On Thu, Jan 5, 2017 at 8:02 AM Clem Cole <clemc@ccc.com> wrote:


​Cute story but not true [and I was @ DEC working Alpha at that time].   Some facts:

Clem, thanks for the correction. This leaves me wondering why I was so naive as to believe that fable from those guys we visited ... 

I suspect they did not know or were just lying to me, since the question came up in the context of LInuxBIOS for the 4-socket system (2048 of them were used in ASCI Q) and I doubt they wanted to hear about non-DEC firmware on that system. 

The SRM was a huge pain point on that machine and we hoped to replace it with something we could live with, but it was not to be.

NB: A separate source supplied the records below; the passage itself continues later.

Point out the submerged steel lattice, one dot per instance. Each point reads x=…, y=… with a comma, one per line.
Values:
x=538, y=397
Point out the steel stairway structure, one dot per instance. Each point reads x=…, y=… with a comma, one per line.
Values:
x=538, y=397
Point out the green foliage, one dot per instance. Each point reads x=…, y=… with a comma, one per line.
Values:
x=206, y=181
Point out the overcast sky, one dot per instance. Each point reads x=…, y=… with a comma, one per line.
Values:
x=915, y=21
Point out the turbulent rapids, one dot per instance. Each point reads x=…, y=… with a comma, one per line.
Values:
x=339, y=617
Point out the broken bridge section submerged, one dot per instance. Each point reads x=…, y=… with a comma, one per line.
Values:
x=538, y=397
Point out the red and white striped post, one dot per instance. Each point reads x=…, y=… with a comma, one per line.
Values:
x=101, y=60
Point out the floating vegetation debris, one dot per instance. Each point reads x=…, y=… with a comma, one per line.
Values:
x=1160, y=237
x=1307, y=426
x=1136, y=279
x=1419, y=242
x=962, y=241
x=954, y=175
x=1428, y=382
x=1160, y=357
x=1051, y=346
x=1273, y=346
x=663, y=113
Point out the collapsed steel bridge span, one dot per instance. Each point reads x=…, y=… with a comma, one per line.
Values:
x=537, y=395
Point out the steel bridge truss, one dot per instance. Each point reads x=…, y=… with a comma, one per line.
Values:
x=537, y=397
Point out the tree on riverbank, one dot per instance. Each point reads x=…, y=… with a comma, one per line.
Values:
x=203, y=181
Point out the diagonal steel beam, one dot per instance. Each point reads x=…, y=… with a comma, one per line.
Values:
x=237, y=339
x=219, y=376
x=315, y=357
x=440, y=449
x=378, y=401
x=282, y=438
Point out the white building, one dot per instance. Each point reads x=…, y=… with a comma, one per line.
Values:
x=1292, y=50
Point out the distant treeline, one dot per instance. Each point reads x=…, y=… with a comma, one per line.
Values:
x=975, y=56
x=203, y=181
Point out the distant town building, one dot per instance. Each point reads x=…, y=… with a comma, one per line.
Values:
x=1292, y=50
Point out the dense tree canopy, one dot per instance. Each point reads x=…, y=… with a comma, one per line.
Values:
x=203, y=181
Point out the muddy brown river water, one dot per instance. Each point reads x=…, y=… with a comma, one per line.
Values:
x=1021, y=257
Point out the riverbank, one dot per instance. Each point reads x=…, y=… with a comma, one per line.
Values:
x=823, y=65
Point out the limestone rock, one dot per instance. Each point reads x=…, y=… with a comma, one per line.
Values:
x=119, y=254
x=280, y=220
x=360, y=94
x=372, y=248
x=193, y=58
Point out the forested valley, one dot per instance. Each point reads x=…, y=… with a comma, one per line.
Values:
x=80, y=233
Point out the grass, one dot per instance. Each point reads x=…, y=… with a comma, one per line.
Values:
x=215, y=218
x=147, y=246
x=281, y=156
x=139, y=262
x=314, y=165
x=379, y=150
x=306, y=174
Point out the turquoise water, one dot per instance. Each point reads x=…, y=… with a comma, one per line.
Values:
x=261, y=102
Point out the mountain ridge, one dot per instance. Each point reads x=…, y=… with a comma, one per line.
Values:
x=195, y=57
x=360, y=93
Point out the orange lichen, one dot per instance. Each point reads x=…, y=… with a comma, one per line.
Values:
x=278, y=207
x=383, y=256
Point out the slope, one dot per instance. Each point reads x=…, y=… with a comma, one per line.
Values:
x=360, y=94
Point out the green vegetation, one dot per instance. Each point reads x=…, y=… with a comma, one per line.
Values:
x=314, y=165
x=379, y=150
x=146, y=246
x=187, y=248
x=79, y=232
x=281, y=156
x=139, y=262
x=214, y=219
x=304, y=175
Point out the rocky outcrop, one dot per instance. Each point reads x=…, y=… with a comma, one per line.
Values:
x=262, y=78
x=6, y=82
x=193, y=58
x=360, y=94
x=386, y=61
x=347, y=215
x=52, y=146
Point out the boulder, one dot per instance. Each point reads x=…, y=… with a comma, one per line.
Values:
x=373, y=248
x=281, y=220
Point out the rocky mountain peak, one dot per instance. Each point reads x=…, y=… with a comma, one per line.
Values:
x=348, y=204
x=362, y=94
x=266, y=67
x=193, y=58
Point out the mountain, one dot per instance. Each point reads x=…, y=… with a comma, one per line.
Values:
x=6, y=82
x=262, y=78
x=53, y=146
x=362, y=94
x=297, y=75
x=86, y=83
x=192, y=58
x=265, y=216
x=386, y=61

We did get LinuxBIOS on the 1-socket pizza box thanks to Eric Biederman and Linux NetworX, which we used to build a 128-node LinuxBIOS cluster. LinuxBIOS included a PALcode implementation. 

Which leads to a question ... Jon Hall used to tell me that DEC used SRM in general and PALcode in particular as competitive leverage with customers (i.e. DEC-based Alpha systems always had the latest SRM and PALcode, and non-DEC-based Alpha systems were always a few revs behind).  

Note this implies DEC as a systems vendor was competing with DEC Alpha chip customers who were systems vendors, which was a situation we've seen in practice with many vendors that sold chips and motherboards.

Anyway, the question: with LinuxBIOS, we shipped a GPL-ed PALcode implementation. It was pretty dumb, it just did 1:1 virt to phys mapping for example, but it worked. I've always believed that was the only open source or at least GPL'ed PALcode out there -- can you tell me if I got this right?

Thanks, it's always good to read your histories ...

sorry this is not strictly a Unix history question but I've always wondered.